Fleabag, la serie Tv che ‘fa le pulci’ agli stereotipi di genere
Fleabag (letteralmente «sacco di pulci»), protagonista dell’omonima serie televisiva, dice sempre la cosa giusta al momento sbagliato. Lo fa con le donne che cerca di sedurre e con gli uomini che riescono a sedurre lei, con chi la conosce e cerca di evitarla e con gli estranei che incrocia in contesti improbabili (quasi come il suo bar-caffè tappezzato da foto di un porcellino d’india) alla ricerca – a volte disperata, sempre divertente – di qualche istante di tregua dai sensi di colpa, dai ricordi dolorosi, dai lutti e dal senso di fallimento che la perseguitano.
Anche quando mente dice se non ‘la’ allora ‘una verità’, la sua, soggettiva e sincera, che spesso coincide anche con una verità sociale, con ciò che gli altri pensano ma non vogliono, non sanno o non possono dire. Piccole grandi verità confidate a bassa voce agli spettatori guardando direttamente nella telecamera, abbattendo il ‘quarto muro’ come un’ape che fa esplodere un palloncino (magari a forma di ape).
Ride sguaiata, dice cose fuori luogo, trama, ruba (soltanto una piccola statua fatta dalla sua matrigna, che a sua volta ha ‘rubato’ il posto della madre deceduta), ma sopratutto dà scandalo e imbarazza: se stessa, i suoi familiari e gli spettatori, quando calpesta i tabù – spesso femminili – che a volte ci intrappolano.
Come quando parla di sesso, frequentemente, voracemente a volte in modo volgare, ‘da bar’, insomma, quel luogo tremendamente maschile. Caratteristiche che in un contesto sociale diverso da quello delle villette eleganti dei quartieri bene di Londra, le mostre, i party in giardini, i pranzi in famiglia, magari non darebbe scandalo, perdendo di efficacia.
Nel Regno Unito c’è chi ne ha fatto una colpa all’autrice, Phoebe Waller-Bridge, puntando il dito contro la sua vita privilegiata.
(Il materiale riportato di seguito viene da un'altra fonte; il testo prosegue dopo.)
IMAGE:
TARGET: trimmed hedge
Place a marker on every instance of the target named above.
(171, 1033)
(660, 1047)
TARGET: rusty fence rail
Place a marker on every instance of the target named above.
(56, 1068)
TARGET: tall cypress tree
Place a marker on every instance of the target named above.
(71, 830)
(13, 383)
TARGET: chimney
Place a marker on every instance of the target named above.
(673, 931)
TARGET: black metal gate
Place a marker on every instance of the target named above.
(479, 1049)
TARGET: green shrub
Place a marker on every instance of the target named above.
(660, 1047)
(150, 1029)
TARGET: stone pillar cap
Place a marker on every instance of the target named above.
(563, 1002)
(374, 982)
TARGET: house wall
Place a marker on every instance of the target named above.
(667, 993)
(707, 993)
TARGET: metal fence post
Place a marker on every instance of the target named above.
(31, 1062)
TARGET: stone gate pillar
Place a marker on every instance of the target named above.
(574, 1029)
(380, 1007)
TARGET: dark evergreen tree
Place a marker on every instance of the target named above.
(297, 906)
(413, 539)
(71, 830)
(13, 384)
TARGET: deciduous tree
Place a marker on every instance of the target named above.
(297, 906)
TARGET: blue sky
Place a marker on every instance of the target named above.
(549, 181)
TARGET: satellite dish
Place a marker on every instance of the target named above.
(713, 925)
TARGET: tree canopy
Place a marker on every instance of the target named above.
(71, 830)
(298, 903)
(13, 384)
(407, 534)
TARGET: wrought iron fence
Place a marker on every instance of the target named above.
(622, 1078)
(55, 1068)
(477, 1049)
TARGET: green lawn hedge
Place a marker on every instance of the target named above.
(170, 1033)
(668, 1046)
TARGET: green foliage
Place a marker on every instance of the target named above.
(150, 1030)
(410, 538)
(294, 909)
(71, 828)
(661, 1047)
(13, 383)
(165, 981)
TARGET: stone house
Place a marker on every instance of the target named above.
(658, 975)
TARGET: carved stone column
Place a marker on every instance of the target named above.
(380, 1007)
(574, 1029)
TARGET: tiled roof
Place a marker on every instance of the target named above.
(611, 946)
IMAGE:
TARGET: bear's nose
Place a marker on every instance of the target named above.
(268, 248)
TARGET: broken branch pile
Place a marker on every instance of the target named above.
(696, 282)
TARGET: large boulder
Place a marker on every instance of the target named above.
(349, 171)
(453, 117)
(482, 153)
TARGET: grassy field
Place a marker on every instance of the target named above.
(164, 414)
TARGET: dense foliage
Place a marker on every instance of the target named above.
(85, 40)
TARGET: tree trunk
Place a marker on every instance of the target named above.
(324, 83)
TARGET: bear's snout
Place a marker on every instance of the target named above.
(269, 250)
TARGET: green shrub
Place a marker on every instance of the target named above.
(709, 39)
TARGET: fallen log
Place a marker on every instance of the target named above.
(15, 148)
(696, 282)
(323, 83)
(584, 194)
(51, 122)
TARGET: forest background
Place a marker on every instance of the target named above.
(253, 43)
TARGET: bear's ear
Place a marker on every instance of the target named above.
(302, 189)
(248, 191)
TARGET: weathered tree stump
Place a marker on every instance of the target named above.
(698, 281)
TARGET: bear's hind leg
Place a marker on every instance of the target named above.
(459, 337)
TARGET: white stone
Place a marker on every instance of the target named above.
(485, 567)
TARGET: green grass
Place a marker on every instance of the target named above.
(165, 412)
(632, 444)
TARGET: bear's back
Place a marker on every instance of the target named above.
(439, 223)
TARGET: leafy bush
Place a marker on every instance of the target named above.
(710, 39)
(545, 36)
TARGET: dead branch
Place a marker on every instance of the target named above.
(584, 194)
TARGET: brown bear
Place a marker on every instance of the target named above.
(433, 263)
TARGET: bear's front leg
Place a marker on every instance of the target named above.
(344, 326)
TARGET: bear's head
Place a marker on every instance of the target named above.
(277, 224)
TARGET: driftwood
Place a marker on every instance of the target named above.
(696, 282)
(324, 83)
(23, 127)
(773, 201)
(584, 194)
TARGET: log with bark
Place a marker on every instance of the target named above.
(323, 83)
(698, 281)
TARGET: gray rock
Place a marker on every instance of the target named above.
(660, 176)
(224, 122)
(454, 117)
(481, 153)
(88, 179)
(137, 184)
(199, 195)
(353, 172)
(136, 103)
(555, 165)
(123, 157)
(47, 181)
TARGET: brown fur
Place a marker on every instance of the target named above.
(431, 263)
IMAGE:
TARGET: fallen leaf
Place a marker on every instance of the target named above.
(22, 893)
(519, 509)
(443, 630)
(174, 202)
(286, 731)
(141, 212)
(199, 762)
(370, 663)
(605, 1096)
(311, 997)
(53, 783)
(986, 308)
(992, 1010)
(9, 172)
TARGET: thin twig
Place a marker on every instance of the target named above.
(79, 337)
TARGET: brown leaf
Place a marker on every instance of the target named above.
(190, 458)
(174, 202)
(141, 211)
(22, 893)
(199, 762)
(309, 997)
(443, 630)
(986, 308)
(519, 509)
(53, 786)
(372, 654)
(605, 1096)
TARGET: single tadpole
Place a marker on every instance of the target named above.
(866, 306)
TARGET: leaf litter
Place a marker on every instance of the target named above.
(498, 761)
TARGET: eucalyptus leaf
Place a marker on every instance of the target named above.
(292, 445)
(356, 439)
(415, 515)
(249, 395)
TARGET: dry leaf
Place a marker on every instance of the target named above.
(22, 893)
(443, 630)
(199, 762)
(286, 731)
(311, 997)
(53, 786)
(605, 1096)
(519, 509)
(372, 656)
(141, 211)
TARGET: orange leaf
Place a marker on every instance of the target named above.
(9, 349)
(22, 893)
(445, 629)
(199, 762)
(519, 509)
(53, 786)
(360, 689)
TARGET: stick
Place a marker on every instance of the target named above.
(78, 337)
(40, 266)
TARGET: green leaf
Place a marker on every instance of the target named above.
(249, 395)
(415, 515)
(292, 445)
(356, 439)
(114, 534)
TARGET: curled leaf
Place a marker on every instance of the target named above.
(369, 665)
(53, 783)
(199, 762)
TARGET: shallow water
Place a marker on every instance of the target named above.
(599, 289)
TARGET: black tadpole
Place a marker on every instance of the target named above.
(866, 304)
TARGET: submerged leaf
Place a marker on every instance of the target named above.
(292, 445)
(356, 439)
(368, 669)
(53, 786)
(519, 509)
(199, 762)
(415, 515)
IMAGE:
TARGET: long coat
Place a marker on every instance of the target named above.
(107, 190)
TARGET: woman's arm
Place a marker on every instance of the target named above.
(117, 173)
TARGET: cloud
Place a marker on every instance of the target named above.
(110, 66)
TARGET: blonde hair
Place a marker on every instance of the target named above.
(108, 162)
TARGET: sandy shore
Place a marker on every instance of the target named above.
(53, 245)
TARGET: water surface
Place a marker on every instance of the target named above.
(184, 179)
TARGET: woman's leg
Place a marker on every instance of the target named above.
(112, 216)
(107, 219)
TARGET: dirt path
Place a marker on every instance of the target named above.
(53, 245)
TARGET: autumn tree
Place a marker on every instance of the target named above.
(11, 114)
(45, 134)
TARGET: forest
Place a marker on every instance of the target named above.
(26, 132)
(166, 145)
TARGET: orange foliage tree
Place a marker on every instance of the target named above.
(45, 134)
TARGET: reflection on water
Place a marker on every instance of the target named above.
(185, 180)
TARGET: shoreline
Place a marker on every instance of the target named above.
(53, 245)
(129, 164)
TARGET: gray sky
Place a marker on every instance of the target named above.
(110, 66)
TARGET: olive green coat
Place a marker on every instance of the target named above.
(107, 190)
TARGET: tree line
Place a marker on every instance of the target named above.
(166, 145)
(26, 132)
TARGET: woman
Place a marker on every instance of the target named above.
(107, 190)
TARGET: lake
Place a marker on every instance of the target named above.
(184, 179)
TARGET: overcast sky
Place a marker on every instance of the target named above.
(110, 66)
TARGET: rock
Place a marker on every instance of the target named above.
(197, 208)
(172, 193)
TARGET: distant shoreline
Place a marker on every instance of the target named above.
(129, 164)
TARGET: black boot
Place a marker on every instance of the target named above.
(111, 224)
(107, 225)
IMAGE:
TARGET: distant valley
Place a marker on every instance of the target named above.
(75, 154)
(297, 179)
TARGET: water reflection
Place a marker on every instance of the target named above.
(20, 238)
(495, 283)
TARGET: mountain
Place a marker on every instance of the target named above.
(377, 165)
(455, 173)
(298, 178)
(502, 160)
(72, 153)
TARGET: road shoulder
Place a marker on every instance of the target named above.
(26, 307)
Nata in una famiglia della ‘landed gentry‘ – l’alta borghesia terriera – del Suffolk, che ha dato i natali anche a un deputato conservatore, il Reverendo Sir Egerton Leigh, è cresciuta in un quartiere rigoglioso di Londra, Ealing, frequentando una scuola privata, rigorosamente cattolica.
Dopo essersi laureata alla prestigiosa accademia di recitazione – Royal Academy of Dramatic Art – Waller-Bridge ha iniziato a recitare – soltanto alcune piccole comparse – e a scrivere – prima per il teatro e in seguito per la televisione, ottenendo discreto successo, oltre a Fleabag (tratto da un’opera teatrale di suo pugno) con Killing Eve, suo adattamento di un romanzo che racconta la storia di un’infatuazione tra un’analista dell’intelligence britannica e una sociopatica agente russa.
In una recente intervista ripresa dal Guardian Waller-Bridge si è difesa dicendo che, per quanto provenga da una famiglia privilegiata che le ha permesso di dedicarsi alla scrittura e alla recitazione, è stata lei e non il suo ‘privilegio’ a scrivere Fleabag.
Vero, verissimo. Ma al di là dei vari riferimenti autobiografici – come il rapporto con la fede – o del racconto delle nevrosi dei vari personaggi su cui si concentra la sua satira, Fleabag fa ridere e fa riflettere perché è la storia di un privilegio (quasi) inutile, il ritratto di una giovane donna (la stessa Waller-Bridge ha 33 anni) di classe media in un’epoca in cui la classe media è sempre più media, e sempre meno classe.